You stated that the order said give at 7am with food. So if he isn't going to eat, I would not give it and inform the day staff. They can see if he actually does eat, take another BG either way and call the MD. Once dose of NPH missed for a BG of 127 IMHO is better than tanking out. I would worry about liabilty issues if you give the NPH and are not around to make sure he eats.

I agree with this one. The risk of the pt tanking is greater than his BG going high enough for short-term adverse effects if he doesn't eat.

Here is a good link. Not quite the OP question, but it's good.

https://allnurses.com/diabetes-endocrine-nursing/insulin-question-215130.html

The nurse posting in this link seems to know what he/she is talking about; however, I have seen patients end up in my ED for taking their insulin when they were only fasting overnight for blood tests in the AM. As with most things, there is no one rule that will cover everyone. The best you can do is evaluate each situation separately and use your best judgement. You will become more comfortable doing that with experience. And don't give a hoot about the doctor being mad. I know I'm not telling you anything when I say your first concern is the patient's welfare. The doctor is not with the patient the way you are and doesn't know the situation as intimately as you do, so develop a thick skin and plant your two feet firmly when he tries to give you crap. :yeah:

So, the reason I asked this question is that the on-coming nurse bullied me into giving the insulin when I strongly felt I did not want to. I asked her to call the doctor to see if we could get a range to give IF the patient decided to eat. She refused and insisted I was in the wrong for not automatically giving it. As it turns out, when I went to work last night the patient ate poorly all day and was hypoglycemic most of mid-day with a CBG down to 54, 60, 70 etc. I don't know if he was symptomatic or not because when she gave report, she did not mention how his CBGs were. I saw them in his medical record. I learned a lesson from this, and it is to not let another nurse take away my critical thinking and decision making just because she wants to "stick to the policy" when in fact, there may not even be a policy.

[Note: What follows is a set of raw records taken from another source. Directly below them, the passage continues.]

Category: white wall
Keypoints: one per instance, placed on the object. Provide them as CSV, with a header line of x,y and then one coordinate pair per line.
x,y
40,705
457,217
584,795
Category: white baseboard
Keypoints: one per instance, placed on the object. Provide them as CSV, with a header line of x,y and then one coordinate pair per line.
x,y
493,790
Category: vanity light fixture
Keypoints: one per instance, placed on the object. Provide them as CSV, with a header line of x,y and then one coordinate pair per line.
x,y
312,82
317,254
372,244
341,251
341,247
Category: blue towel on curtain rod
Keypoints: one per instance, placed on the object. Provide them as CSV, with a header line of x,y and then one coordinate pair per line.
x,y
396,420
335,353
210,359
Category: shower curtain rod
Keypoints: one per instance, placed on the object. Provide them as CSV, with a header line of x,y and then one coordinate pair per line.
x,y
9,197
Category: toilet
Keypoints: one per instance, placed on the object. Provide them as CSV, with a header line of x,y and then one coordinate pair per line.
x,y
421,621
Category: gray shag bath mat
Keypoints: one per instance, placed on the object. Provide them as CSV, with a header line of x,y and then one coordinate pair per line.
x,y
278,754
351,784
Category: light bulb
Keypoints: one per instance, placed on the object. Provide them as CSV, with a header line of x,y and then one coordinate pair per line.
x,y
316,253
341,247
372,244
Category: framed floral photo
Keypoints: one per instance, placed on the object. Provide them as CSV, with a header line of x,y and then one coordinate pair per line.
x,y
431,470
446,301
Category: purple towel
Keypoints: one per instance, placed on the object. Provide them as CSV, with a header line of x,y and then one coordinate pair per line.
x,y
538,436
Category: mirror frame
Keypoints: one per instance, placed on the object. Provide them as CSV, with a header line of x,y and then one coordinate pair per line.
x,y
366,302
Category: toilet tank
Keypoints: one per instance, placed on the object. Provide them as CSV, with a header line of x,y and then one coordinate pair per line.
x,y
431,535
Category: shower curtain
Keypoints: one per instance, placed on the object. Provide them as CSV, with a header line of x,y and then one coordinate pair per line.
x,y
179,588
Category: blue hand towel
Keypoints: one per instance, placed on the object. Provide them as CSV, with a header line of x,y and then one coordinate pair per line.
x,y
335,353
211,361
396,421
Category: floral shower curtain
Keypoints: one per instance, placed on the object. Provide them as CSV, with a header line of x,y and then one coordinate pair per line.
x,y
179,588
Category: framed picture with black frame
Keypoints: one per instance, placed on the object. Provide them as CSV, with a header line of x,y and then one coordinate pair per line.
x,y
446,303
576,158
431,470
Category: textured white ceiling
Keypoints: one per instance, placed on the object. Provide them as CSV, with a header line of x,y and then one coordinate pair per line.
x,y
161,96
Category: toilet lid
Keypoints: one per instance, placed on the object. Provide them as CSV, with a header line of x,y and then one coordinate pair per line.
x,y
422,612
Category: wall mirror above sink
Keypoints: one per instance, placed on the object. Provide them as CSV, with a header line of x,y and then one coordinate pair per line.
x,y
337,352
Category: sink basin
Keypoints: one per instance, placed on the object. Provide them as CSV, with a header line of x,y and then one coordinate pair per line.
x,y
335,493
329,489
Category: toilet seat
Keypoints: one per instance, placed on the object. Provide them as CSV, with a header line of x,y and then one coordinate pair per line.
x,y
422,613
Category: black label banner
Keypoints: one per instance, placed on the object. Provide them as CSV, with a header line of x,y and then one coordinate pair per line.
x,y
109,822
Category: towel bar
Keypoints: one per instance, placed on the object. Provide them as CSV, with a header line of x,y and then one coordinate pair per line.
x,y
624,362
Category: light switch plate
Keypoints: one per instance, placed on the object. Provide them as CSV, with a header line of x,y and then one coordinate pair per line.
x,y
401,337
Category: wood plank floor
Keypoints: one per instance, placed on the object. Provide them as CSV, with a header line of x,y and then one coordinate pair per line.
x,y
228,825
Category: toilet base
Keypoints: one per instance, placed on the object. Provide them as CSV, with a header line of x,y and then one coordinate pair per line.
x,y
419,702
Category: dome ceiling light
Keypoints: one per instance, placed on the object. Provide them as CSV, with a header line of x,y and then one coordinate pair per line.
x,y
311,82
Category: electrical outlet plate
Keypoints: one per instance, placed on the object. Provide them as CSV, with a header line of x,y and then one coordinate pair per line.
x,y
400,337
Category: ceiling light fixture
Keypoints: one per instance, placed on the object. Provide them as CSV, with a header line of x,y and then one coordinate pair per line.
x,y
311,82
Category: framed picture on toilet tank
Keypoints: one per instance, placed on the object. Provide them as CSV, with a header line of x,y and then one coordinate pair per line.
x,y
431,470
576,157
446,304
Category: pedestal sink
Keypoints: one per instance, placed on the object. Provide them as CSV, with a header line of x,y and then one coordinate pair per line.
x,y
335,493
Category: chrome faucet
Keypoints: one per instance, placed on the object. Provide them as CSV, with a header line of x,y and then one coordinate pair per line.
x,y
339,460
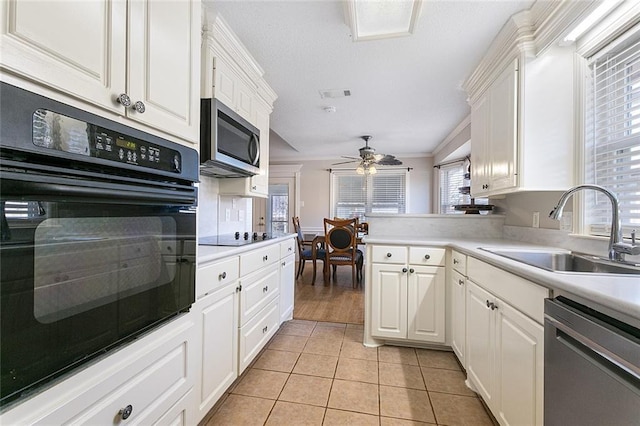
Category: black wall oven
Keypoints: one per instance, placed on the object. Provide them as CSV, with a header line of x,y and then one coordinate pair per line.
x,y
97,241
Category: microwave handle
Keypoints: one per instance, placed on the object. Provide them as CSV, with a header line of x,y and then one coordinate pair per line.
x,y
254,150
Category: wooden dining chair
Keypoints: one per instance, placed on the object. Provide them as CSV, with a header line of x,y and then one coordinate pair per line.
x,y
307,251
341,248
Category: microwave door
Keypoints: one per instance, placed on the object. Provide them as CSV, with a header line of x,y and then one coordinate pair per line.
x,y
254,150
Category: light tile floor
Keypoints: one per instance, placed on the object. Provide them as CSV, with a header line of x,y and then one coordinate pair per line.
x,y
319,373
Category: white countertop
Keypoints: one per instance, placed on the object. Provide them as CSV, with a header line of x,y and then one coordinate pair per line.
x,y
210,253
620,293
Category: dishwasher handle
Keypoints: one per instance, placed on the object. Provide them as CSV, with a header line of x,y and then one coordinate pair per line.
x,y
593,347
597,332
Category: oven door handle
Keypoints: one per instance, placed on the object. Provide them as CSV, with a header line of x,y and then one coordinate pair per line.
x,y
51,187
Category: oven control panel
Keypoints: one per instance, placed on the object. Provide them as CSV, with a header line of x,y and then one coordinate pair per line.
x,y
56,131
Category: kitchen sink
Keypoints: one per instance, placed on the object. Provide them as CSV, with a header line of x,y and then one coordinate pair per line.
x,y
566,261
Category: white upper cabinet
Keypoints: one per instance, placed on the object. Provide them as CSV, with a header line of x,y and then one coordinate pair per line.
x,y
164,65
522,114
98,50
231,75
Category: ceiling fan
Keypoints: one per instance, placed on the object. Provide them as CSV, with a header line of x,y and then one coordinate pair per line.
x,y
368,159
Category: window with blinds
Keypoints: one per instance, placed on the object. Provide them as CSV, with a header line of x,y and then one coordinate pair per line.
x,y
612,151
358,195
451,179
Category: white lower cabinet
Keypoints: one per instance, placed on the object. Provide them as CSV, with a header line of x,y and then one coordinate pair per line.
x,y
217,314
287,287
458,304
150,380
504,347
257,332
457,284
408,298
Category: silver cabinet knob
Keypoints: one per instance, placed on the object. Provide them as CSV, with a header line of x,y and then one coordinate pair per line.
x,y
124,99
139,107
126,412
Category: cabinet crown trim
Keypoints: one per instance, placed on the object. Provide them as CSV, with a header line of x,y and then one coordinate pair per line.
x,y
525,35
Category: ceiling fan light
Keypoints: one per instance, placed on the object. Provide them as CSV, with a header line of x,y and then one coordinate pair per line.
x,y
377,19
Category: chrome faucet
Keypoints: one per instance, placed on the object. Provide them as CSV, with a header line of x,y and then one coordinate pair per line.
x,y
615,239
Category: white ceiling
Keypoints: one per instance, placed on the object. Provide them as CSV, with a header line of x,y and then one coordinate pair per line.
x,y
406,92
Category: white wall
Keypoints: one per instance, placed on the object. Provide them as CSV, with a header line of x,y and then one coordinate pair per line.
x,y
315,187
213,208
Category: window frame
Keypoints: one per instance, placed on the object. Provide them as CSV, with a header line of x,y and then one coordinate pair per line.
x,y
589,49
368,201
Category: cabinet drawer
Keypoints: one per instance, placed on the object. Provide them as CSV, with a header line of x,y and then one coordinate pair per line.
x,y
287,248
151,374
212,276
389,254
426,256
257,291
257,332
522,294
459,262
256,259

I once held Humalog for BS of 48, pt alert and able to eat, gave lots of good snacks. BS came up nicely, charted it all. State came in and read my detailed note. I got in trouble for using my nursing judgement. I should have called the DR and let he/she make that decision. If you think you should hold the insulin call the DR.

So, the reason I asked this question is that the on-coming nurse bullied me into giving the insulin when I strongly felt I did not want to. I asked her to call the doctor to see if we could get a range to give IF the patient decided to eat. She refused and insisted I was in the wrong for not automatically giving it. As it turns out, when I went to work last night the patient ate poorly all day and was hypoglycemic most of mid-day with a CBG down to 54, 60, 70 etc. I don't know if he was symptomatic or not because when she gave report, she did not mention how his CBGs were. I saw them in his medical record. I learned a lesson from this, and it is to not let another nurse take away my critical thinking and decision making just because she wants to "stick to the policy" when in fact, there may not even be a policy.

When someone tries to bully me, I always ask them if I missed their name on my license. ;) I also love people that spout off policy when there usually isn't any. Check the policy yourself so you are armed for the next round. Or get some advice from your nurse manager (without using names) in case it happens again. I think the previous poster has the right course of action. Hold the dose, call the md, chart and advise the next nurse what you did.

I once held Humalog for BS of 48, pt alert and able to eat, gave lots of good snacks. BS came up nicely, charted it all. State came in and read my detailed note. I got in trouble for using my nursing judgement. I should have called the DR and let he/she make that decision. If you think you should hold the insulin call the DR.

Got in trouble how?

By that logic we should never hold medications unless we first call the Dr.??? That's a crock! Problem is, it's YOUR license on the line if you do give the med, even if the doctor tells you to, and the patient dies. Wonder what the state would say about that!